In an ad campaign launched Thursday to coincide with the first day of the NCAA’s Final Four basketball tournament – a tourney Obama playfully picked the winner of on ESPN Wednesday – the Pew Environment Group called on the president to uphold the hotly debated Roadless Area Conservation Rule.

“Jayhawks and cardinals play here. So do wildcats and wolverines. The road to the national championship? No, our national forests,” the television version intones. “Roads through these wild lands bring mining logging and drilling, threatening fish, wildlife and drinking water for millions of Americans.”

The TV ads, running today on WUSA-TV (CBS) and cable news programs in the Washington, D.C., metro area, show footage of college hoopsters in action, then shift to Obama himself indulging in his favorite sport.

“President Obama, the ball is in your hands. Give our forests a timeout. Uphold the Roadless Area Conservation Rule. It’s a slam-dunk for the environment.”

Obama is on record supporting the Clinton administration’s 2001 rule protecting 60 million acres of largely untrammeled and undeveloped public lands.
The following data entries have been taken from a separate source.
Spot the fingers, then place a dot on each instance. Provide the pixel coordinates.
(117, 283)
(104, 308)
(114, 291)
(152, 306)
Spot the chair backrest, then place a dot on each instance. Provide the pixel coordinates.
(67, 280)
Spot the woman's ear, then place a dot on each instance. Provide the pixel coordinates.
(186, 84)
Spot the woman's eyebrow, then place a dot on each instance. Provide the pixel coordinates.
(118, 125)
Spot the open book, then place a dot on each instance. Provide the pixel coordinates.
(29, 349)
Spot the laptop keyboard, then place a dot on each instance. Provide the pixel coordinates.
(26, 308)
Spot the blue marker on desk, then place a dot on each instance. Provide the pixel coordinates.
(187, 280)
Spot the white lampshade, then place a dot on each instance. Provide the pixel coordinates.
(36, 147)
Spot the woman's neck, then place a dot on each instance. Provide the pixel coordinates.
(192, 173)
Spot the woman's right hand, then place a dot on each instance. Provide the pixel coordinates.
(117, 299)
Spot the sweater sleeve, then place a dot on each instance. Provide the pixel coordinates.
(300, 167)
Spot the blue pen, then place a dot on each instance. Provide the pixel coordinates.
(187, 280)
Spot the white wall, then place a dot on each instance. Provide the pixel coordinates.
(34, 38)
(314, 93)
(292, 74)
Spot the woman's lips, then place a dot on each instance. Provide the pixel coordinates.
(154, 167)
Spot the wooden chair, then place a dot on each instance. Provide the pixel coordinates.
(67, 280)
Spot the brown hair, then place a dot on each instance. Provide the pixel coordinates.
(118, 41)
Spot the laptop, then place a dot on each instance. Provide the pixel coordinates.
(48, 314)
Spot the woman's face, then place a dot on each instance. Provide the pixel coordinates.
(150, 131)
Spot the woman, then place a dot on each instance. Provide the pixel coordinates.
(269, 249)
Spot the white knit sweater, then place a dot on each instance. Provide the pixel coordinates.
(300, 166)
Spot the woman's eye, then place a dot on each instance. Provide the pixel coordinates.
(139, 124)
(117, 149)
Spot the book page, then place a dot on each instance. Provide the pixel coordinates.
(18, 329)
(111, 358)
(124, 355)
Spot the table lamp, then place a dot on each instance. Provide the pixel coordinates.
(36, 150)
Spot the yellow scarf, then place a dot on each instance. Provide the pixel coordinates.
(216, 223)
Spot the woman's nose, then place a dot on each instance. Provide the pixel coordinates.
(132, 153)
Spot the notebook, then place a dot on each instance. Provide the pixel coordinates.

The Bush administration suspended that rule within months of taking office, and conflicting federal court rulings have left it in limbo ever since.

The Bush administration instead allowed states to petition for their own roadless rules, with only Colorado and Idaho going down that road. Colorado’s roadless rule was being fast-tracked in the waning days of the Bush White House until Gov. Bill Ritter slowed down the process because it’s viewed by many environmentalists to be less protective than the 2001 rule.

Now there’s a growing call for resolution on a national roadless rule that would ban mining, logging and oil and gas roads in huge swaths of national forest.

The print version of the Pew ads appeared today in Politico and Congress Daily, and the campaign also coincides with letters signed by 25 senators, including both of Colorado’s, and 121 members of Congress, calling for Obama to uphold the 2001 rule.

For the record, though, Jayhawks do not live here. It’s a mythical bird named for a combo blue jay and sparrow hawk and also a name for Kansans derived from abolitionist guerillas who violently raided neighboring Missouri leading up to and during the Civil War.